The Annotated Bee and Me
by Tim Bowling

March 2010 | Poetry | $18.95 CAN | $18.95 US
1554470862 | 9781554470860 | Trade Paper

A few years ago, while sorting through a box of family mementos, Tim Bowling discovered a slim volume which his Great Aunt Gladys Muttart had privately printed in 1961–a memoir of her family’s beekeeping adventures in Edmonton between 1906 and 1929. As he read and re-read the text of this little book, Bowling felt that "two very different ways of life, the early years of two very different centuries, began to merge, as if the past was something the present gathers from the fields on a summer day."

Bowling’s discovery of The Bee and Me also got him thinking about the way we record and annotate the past, and about "those fat Norton anthologies of Modern Literature where now even a reference to yesterday is footnoted as ‘a twenty-four hour period preceding the present twenty-four hour period,’ which made me chuckle at the whole notion of literary success (which too many writers define as having their work appear in such university textbooks). And it occurred to me, what if somebody annotated a text that was not only NOT famous but which also existed in only a few private copies kept in the bottom drawers of my elderly relatives’ bedroom dressers? And what if the annotations were not clever forays of career-making criticism but simply poems, and poems that set out to respond to the large themes of Birth and Death and Time and Memory, keeping in mind that there is always room for humour and irony too in those grand old ballrooms of the human condition?"
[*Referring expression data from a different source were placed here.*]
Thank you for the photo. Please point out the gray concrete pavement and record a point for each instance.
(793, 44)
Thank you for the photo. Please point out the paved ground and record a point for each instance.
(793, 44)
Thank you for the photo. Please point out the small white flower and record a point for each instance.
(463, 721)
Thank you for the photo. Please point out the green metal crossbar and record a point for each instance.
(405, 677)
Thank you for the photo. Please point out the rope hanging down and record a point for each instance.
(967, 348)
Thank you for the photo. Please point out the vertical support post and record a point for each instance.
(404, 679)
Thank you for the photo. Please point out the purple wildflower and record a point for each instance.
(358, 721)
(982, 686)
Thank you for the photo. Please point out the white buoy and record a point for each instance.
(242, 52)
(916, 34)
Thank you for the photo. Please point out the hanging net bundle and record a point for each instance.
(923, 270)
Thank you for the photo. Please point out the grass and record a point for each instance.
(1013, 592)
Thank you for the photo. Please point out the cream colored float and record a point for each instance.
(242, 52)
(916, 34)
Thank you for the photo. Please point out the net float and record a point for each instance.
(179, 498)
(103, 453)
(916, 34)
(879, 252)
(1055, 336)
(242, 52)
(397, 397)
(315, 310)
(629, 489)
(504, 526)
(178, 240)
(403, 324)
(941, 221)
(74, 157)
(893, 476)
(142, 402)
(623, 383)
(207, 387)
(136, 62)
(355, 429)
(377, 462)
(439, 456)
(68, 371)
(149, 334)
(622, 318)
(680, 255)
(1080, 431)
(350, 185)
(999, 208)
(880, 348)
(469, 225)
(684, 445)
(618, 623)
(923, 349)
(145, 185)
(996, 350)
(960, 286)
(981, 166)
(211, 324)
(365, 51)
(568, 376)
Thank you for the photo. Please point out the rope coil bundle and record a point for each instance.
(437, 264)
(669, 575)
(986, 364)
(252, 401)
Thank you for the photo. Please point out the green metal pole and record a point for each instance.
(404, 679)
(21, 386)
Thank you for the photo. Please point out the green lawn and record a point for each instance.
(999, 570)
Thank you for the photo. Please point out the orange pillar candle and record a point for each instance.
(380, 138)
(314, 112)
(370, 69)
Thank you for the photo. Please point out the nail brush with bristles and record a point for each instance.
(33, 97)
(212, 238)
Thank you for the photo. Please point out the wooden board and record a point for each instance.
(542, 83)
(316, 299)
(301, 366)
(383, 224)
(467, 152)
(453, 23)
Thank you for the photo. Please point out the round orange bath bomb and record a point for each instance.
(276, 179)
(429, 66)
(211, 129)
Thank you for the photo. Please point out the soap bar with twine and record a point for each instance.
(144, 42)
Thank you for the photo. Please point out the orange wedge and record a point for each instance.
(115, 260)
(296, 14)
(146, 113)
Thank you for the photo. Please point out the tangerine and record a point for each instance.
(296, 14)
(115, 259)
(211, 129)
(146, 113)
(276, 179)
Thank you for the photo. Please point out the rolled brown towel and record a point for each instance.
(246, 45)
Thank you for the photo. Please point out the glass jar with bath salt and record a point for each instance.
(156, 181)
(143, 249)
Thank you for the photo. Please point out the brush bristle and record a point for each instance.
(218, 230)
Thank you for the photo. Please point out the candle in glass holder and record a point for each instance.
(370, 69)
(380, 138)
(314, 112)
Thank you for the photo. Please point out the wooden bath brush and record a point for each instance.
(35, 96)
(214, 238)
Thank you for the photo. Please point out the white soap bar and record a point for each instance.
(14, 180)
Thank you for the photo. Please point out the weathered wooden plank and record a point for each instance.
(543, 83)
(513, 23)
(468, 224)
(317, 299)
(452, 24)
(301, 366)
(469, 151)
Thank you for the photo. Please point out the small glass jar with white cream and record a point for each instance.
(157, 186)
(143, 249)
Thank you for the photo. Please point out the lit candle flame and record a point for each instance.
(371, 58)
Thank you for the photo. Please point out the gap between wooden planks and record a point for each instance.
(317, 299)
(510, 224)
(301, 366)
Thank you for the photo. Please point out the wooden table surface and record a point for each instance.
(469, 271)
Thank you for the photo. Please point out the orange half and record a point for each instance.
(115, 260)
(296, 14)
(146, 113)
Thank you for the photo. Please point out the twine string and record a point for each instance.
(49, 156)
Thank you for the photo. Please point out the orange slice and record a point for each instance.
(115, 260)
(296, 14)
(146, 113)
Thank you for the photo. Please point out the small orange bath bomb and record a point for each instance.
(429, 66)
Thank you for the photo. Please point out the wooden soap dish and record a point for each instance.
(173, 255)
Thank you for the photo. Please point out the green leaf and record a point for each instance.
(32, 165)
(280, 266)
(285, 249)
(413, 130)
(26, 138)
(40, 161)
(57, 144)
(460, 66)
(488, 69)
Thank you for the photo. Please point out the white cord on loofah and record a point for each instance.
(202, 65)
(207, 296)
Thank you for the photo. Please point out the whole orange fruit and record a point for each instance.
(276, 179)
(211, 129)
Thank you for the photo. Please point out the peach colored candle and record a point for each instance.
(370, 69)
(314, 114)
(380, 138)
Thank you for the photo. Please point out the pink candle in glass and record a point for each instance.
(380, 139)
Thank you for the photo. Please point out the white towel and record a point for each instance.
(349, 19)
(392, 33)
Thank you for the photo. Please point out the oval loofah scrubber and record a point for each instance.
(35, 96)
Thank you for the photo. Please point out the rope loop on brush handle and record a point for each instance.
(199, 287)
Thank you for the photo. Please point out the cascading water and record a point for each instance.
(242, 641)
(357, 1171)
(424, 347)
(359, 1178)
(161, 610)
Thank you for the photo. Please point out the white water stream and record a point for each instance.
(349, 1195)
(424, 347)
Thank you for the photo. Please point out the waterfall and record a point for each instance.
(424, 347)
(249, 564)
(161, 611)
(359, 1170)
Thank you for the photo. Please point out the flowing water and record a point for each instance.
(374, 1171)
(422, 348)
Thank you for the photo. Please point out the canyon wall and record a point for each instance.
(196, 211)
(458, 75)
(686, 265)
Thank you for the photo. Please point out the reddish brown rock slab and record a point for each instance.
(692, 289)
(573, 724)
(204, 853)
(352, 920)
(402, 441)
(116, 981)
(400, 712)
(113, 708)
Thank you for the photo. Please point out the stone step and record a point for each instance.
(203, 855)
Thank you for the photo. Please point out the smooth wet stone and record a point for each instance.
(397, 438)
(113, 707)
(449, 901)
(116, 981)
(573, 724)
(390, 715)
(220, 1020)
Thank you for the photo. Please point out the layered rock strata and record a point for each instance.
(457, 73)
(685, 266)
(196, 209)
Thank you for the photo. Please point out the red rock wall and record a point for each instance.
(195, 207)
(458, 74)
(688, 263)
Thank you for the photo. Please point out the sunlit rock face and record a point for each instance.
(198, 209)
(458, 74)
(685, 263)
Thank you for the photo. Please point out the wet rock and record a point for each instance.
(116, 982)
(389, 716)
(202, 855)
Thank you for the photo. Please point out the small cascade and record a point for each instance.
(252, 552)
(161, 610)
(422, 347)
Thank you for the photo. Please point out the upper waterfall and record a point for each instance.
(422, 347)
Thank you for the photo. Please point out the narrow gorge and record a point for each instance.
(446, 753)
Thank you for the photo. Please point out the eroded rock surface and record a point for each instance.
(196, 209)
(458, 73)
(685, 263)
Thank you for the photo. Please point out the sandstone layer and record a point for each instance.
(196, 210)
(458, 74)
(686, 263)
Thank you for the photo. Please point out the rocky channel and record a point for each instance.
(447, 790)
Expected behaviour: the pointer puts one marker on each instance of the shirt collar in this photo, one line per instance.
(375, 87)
The collection is divided into two sections. In the first, Bowling weaves his own verse and excerpts from The Bee and Me into a long poem which is part tribute to kin and part lament for modern life, an exercise which delivers him to "a day when you’re neither alive nor dead / but so conscious of both conditions that you’ve entered the hive." In the second section, titled "Out of the Hive, Into the World" Bowling wrestling with the "confusion of loving too much the world." Its poems touch on family, literature, salmon fishing and beekeeping lore, hinting at how in facing the unvarnished facts of one’s brief life one might honestly annotate their experience: "You build an immunity over time to Time / or you fall among the dried husks of the bees / on the grass"

Author Biography

Tim Bowling is the author of numerous collections of poetry, including Fathom, The Book Collector, and The Memory Orchard. He has also published three novels, including The Bone Sharps and The Paperboy’s Winter. He has twice been shortlisted for the Governor General’s Award for Poetry and has won the Canadian Authors' Association Award for Poetry and two Alberta Book Awards. In 2008, he was awarded a Guggenheim Fellowship. Bowling lives in Edmonton, Alberta.